In the general case, we must choose which $k - 1$ of the $n + k - 1$ positions required for $n$ ones and $k - 1$ addition signs will be filled with addition signs or which $n$ of those $n + k - 1$ positions will be filled with ones, so equation 1 has $$\binom{n + k - 1}{k - 1} = \binom{n + k - 1}{n}$$ solutions.

Selecting $n$ objects from $k$ types of objects: The related question of selecting $n$ objects from $k$ types of objects also reduces to solving equation 1 in the nonnegative integers. This is called a combination with repetition problem and yields the same formula as above.
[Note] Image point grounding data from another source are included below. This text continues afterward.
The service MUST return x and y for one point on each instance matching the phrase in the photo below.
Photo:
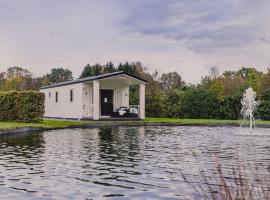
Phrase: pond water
(120, 163)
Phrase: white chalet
(94, 98)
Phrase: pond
(119, 163)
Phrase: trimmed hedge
(21, 106)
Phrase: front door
(106, 102)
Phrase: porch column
(96, 100)
(142, 101)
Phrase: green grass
(63, 124)
(198, 121)
(44, 124)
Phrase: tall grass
(238, 183)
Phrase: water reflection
(124, 162)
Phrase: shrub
(21, 106)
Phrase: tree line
(217, 96)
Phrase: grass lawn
(199, 121)
(63, 124)
(44, 124)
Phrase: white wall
(116, 86)
(64, 108)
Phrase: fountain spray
(249, 105)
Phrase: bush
(200, 103)
(21, 106)
(264, 105)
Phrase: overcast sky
(188, 36)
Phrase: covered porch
(108, 99)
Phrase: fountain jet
(249, 105)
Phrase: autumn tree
(57, 75)
(171, 80)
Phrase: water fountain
(249, 105)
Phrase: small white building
(96, 97)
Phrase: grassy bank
(198, 121)
(63, 124)
(44, 124)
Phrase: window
(56, 97)
(119, 99)
(71, 95)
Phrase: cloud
(188, 36)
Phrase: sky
(187, 36)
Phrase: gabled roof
(92, 78)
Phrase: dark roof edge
(93, 78)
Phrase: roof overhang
(119, 74)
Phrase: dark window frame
(71, 95)
(56, 97)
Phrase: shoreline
(102, 124)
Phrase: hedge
(21, 106)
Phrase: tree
(58, 75)
(214, 72)
(171, 80)
(16, 78)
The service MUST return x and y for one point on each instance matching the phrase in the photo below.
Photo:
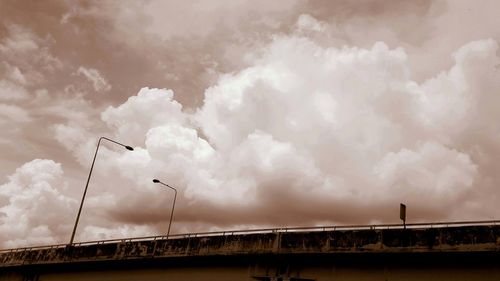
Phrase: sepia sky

Caveat: However, in the link, you will notice that the problem is phrased as selection $k$ objects from $n$ types of objects, which reduces to solving the equation $$x_1 + x_2 + x_3 + \cdots + x_n = k \tag{3}$$ in the nonnegative integers. Reasoning as above, we interchange the roles of $n$ and $k$, which yields the formula $$\binom{k + n - 1}{n - 1} = \binom{k + n - 1}{k}$$ Therefore, you have to pay attention to whether $n$ is the number of objects and $k$ is the number of boxes, as in your example, or whether $k$ is the number of objects and $n$ is the number of boxes, as in the linked formula. If you understand the derivation, you can derive the correct formula regardless of whether $n$ stands for the number of objects and $k$ stands for the number of boxes or vice versa.

Distributing distinct objects to indistinguishable boxes: The number of ways of placing $n$ objects into $k$ indistinguishable boxes if no box is left empty is the Stirling number of the second kind $S(n, k)$. If you wish to count all partitions into nonempty sets, you add the Stirling numbers of the second kind to obtain the Bell number $B_n$.

Distributing indistinguishable objects to indistinguishable boxes: This is an integer partition problem.